Entry 6 - The Prison

I'm going to start by saying that I don't know where anyone gets off following this journal. Who the fuck follows someone else's personal journal? Don't you have anything better to do with your lives. I'd rather not be writing it personally.

Second, I haven't been writing recently because I've been in places where there are no computers, makes it hard. So the doctor can kiss my ass. He seems to think I'm going to drag an actual notebook around to enter my thoughts in when I'm not here. Fuck that. I'm a fucking soldier, when I am at work I am concerned with one thing and one thing only and that is staying alive. I don't bring a gun to your office, yet, and I don't bring the journal to the field. I'm putting up with you exactly as long as I have to to be done with this, don't forget that.

Today I'm supposed to write about my experiences as a child in the immigrant camps during the war. I don't know what to say. There was never enough food. The camp was filled with thieves, murderers, and the terminally ill -- all of whom would do anything they had to to get out of that camp. My father was one of them, my mother was just weak and fool enough to get pulled into my father's world.

They picked us up out of a small house we were all living in in the Miami area. There was my family and two others, each of them with multiple children. One family had older boys who always beat on myself and the other girl in the house mercilessly. Had we all been a little older, they seemed like just the type to try and rape us, luckily for them life is simpler as a child. The police stormed the house at three in the morning. All of them were white and they all seemed enormous to me at the time. One knocked me to the ground. I think I was knocked unconscious, because the next thing I remember is waking up in my mothers arms on the truck to the prison. She was fussing over me, but I noticed that the father of the two boys was nowhere to be seen. Mother said that he had tried to fight back and that the white men had shot him. I later found out it was my own father who had talked him into attacking the guards, he had sworn he would be right behind him. My father always hated that man.

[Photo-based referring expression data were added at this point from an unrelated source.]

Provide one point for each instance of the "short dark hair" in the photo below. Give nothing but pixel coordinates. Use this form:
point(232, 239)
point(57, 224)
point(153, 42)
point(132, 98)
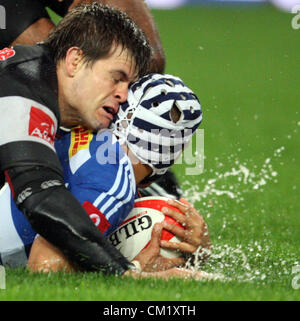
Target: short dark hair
point(95, 29)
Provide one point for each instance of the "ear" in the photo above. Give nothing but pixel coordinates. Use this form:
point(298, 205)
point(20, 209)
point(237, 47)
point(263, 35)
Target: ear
point(73, 60)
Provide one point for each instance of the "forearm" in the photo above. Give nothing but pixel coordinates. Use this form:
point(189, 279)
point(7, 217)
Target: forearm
point(140, 13)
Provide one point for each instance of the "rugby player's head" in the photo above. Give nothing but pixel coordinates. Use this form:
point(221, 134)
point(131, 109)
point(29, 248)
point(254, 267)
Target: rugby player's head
point(158, 121)
point(97, 30)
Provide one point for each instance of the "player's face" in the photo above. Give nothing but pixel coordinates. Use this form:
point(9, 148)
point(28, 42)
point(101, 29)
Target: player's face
point(99, 89)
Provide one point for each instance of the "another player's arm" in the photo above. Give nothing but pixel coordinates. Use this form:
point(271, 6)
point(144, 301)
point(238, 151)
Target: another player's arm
point(34, 23)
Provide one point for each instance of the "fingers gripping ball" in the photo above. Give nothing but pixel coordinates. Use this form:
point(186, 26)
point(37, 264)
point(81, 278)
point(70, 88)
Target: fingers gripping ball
point(134, 234)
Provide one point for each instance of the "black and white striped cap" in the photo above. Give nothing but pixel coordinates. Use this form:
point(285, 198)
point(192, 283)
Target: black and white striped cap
point(145, 121)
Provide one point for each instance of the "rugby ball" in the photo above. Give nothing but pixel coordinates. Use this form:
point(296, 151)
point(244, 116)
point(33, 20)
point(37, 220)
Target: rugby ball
point(134, 234)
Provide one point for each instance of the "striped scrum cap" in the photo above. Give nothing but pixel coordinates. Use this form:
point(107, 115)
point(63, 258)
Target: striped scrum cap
point(158, 120)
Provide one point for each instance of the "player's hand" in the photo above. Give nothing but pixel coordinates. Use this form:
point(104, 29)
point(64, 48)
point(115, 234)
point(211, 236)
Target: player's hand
point(195, 234)
point(150, 258)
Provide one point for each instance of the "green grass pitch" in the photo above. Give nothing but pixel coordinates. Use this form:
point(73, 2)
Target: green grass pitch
point(244, 65)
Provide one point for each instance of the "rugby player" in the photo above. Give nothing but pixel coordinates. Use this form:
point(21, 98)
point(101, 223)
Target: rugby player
point(79, 76)
point(27, 22)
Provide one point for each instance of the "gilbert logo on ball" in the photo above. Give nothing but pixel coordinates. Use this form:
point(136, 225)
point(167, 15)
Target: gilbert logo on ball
point(135, 232)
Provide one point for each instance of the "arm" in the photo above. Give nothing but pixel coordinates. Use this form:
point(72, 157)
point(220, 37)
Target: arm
point(140, 13)
point(44, 257)
point(195, 236)
point(35, 25)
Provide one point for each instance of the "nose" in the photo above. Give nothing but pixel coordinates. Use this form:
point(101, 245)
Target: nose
point(121, 92)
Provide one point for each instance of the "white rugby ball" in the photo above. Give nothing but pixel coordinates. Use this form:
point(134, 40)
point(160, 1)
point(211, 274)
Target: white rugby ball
point(134, 234)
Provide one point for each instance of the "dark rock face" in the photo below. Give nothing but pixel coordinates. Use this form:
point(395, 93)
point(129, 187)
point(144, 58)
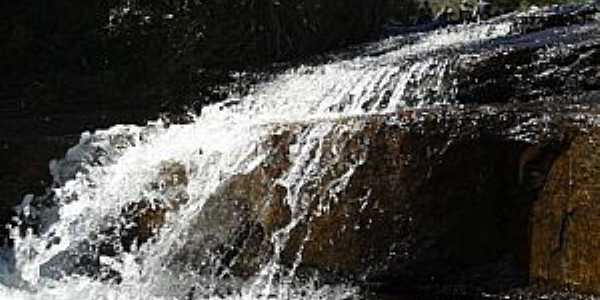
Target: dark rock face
point(565, 224)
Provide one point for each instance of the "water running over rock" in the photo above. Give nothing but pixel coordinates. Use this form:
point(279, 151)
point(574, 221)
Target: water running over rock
point(322, 179)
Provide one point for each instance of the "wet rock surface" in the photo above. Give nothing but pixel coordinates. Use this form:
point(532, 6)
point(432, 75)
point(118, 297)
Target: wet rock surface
point(419, 206)
point(565, 224)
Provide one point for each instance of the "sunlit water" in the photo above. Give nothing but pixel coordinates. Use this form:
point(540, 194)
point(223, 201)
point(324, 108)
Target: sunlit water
point(112, 168)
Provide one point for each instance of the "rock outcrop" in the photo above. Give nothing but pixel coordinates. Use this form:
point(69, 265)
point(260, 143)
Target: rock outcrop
point(565, 223)
point(392, 200)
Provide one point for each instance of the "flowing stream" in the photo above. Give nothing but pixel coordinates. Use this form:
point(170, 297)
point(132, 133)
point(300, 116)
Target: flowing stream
point(112, 169)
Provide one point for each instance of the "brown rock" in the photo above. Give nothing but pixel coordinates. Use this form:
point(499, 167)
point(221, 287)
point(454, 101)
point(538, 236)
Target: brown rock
point(565, 230)
point(446, 197)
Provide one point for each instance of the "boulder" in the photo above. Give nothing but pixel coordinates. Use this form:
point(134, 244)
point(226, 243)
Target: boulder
point(413, 197)
point(565, 222)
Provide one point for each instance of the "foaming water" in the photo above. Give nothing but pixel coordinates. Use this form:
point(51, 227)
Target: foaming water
point(111, 169)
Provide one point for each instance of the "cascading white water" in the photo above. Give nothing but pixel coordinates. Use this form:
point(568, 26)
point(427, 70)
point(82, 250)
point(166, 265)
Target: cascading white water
point(113, 168)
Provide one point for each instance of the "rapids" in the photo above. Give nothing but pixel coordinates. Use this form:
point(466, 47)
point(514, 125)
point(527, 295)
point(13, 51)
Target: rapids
point(112, 168)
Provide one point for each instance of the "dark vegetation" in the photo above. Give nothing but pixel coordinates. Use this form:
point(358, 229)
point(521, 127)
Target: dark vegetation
point(73, 65)
point(63, 56)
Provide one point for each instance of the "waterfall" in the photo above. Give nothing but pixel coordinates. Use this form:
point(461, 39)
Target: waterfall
point(112, 170)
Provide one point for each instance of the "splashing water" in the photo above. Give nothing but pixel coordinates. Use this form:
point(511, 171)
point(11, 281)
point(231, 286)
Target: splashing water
point(111, 169)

The prison (I say prison because camp is a euphemism, camping is fun) was packed with men and women in little concrete long-houses with cheap wooden roofs. Everyone had to share a bunk with at least one other person and they never divided the population by sex. That of course meant that rape and pregnancy were rampant. It's hard to say which one was worse as there wasn't enough food to feed the people who were already there. They were supposed to have shipped out more than half the people who were there already, but we had a bad hurricane season and they had to delay the ships. The hurricane season also meant it was always wet in camp. Lots of people came down with gangrene and pneumonia. More or less, it was hell.

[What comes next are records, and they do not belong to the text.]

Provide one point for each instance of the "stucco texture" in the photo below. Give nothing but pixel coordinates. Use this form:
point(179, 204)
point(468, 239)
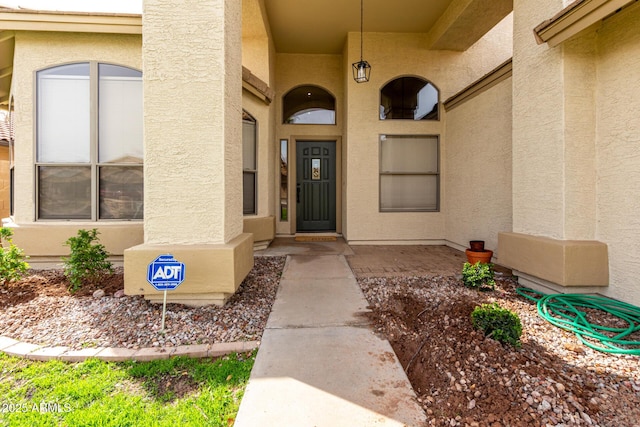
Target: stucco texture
point(618, 142)
point(392, 56)
point(538, 125)
point(478, 168)
point(192, 170)
point(293, 70)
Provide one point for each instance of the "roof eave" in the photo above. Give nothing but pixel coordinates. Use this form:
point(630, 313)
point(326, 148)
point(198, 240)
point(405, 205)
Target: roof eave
point(28, 20)
point(575, 18)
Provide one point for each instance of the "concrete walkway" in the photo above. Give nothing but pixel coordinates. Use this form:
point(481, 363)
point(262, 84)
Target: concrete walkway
point(319, 363)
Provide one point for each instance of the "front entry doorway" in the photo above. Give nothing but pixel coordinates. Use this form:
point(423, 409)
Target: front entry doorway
point(315, 186)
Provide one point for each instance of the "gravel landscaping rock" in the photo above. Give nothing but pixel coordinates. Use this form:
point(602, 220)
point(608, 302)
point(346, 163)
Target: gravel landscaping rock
point(464, 379)
point(40, 310)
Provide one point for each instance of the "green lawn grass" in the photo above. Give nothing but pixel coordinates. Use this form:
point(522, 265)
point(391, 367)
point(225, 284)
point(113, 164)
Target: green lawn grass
point(171, 392)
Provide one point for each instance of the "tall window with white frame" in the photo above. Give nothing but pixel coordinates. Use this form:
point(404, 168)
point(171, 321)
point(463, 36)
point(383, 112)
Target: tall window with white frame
point(89, 155)
point(409, 173)
point(249, 164)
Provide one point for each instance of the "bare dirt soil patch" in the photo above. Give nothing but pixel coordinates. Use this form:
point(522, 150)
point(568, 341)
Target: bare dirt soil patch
point(464, 379)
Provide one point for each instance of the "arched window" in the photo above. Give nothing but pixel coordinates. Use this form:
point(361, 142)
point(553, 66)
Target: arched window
point(249, 164)
point(309, 105)
point(89, 142)
point(410, 98)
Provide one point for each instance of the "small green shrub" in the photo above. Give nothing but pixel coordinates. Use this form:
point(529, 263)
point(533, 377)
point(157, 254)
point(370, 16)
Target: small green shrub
point(498, 323)
point(478, 275)
point(88, 260)
point(12, 259)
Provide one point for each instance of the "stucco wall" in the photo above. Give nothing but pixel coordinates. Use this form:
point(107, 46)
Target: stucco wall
point(4, 182)
point(38, 50)
point(618, 142)
point(392, 56)
point(193, 179)
point(478, 168)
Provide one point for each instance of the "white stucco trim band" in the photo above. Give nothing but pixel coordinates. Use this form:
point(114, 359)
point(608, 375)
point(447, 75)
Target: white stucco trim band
point(486, 82)
point(575, 18)
point(19, 20)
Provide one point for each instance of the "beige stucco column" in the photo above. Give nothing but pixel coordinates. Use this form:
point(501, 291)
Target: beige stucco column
point(554, 157)
point(192, 142)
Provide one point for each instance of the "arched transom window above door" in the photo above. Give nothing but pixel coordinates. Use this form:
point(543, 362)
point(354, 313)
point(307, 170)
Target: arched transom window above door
point(409, 98)
point(311, 105)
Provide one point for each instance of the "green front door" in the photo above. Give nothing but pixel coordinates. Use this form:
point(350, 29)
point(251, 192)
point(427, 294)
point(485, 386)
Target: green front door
point(315, 186)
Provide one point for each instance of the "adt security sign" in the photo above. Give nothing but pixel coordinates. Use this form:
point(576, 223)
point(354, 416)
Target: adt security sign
point(165, 273)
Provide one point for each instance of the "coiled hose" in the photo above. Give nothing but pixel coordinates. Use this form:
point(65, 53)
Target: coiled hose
point(564, 311)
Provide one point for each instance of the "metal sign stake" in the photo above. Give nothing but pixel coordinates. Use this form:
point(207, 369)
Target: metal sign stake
point(164, 310)
point(165, 273)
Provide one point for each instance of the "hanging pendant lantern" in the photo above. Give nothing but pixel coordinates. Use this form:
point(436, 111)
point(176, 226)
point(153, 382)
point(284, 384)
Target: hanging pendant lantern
point(361, 69)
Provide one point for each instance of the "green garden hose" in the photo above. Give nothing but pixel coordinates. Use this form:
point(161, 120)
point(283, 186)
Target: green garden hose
point(564, 311)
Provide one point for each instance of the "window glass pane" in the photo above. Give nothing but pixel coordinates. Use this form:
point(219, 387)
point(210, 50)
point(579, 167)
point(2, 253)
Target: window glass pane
point(284, 180)
point(409, 154)
point(410, 98)
point(120, 114)
point(248, 145)
point(309, 105)
point(248, 193)
point(408, 192)
point(64, 192)
point(64, 114)
point(121, 192)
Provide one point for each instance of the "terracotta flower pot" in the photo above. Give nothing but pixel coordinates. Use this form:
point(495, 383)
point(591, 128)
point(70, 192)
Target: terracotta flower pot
point(475, 256)
point(476, 245)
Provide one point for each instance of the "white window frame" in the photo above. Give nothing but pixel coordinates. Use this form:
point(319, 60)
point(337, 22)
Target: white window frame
point(250, 170)
point(385, 172)
point(93, 164)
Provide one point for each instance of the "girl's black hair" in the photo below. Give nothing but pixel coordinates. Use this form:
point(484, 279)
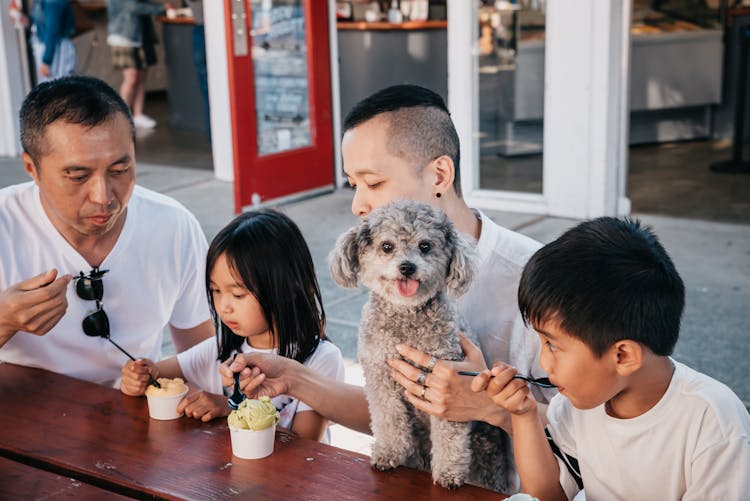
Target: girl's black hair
point(266, 250)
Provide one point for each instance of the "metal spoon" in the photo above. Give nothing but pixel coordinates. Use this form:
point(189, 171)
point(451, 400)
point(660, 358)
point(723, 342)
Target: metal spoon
point(237, 397)
point(542, 382)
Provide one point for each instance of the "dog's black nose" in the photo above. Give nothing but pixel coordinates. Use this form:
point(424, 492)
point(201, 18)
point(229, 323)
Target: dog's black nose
point(407, 268)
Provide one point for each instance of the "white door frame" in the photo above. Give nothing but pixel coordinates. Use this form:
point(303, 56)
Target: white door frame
point(585, 109)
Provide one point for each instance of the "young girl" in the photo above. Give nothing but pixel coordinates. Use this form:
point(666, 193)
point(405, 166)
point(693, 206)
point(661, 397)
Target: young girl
point(264, 297)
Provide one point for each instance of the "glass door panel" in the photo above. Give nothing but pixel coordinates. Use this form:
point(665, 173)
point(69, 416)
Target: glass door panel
point(279, 51)
point(510, 50)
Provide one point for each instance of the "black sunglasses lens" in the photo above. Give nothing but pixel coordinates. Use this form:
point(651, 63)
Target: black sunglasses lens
point(96, 324)
point(93, 290)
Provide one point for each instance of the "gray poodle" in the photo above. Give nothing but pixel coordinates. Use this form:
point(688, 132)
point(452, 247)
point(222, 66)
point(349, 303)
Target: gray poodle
point(411, 259)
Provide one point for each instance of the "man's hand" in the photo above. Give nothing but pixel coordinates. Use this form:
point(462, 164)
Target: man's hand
point(511, 394)
point(34, 305)
point(204, 406)
point(135, 376)
point(261, 374)
point(447, 394)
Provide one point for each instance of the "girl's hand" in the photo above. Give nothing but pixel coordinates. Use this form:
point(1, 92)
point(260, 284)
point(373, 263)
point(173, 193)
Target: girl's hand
point(135, 376)
point(204, 406)
point(261, 374)
point(511, 394)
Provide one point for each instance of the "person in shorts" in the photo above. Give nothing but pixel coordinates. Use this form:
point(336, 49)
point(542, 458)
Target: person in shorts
point(132, 39)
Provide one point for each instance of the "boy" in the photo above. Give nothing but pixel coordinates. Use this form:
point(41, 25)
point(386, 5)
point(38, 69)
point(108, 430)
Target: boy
point(630, 422)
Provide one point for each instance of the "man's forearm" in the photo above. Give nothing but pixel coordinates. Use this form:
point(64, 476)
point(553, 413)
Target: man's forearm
point(5, 336)
point(336, 401)
point(187, 338)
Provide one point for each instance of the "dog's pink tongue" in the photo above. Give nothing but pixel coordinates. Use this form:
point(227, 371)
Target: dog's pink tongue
point(408, 287)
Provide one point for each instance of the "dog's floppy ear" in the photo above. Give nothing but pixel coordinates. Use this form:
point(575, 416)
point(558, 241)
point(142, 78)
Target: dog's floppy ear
point(462, 266)
point(343, 260)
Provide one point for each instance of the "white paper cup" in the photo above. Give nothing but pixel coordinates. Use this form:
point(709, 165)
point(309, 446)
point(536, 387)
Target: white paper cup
point(251, 444)
point(164, 408)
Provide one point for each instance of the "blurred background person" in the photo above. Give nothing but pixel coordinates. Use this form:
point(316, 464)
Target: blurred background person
point(52, 26)
point(199, 57)
point(131, 37)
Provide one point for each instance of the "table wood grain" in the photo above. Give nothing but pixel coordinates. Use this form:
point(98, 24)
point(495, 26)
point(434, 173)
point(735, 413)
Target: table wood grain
point(20, 481)
point(101, 437)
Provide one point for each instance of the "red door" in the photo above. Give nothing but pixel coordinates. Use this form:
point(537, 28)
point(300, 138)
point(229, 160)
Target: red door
point(280, 98)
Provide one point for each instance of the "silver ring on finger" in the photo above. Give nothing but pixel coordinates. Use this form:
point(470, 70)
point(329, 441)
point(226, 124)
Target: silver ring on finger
point(431, 364)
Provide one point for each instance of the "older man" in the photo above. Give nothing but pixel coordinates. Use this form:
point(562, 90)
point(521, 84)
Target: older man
point(85, 254)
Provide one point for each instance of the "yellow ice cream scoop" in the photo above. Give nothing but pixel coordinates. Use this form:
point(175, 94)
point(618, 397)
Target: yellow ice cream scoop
point(254, 415)
point(169, 387)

The camp was miles and miles away from any inhabited city, which meant there was only us and the all male guards, contracted through some government security firm. Now that I look back at it, what happened seems inevitable. Like I was fated to become the person I am today. It feels like my whole life has been drawn as a single line, leading to this moment. I'm sure it's a single line through the future as well, stopping with one sudden sharp shock.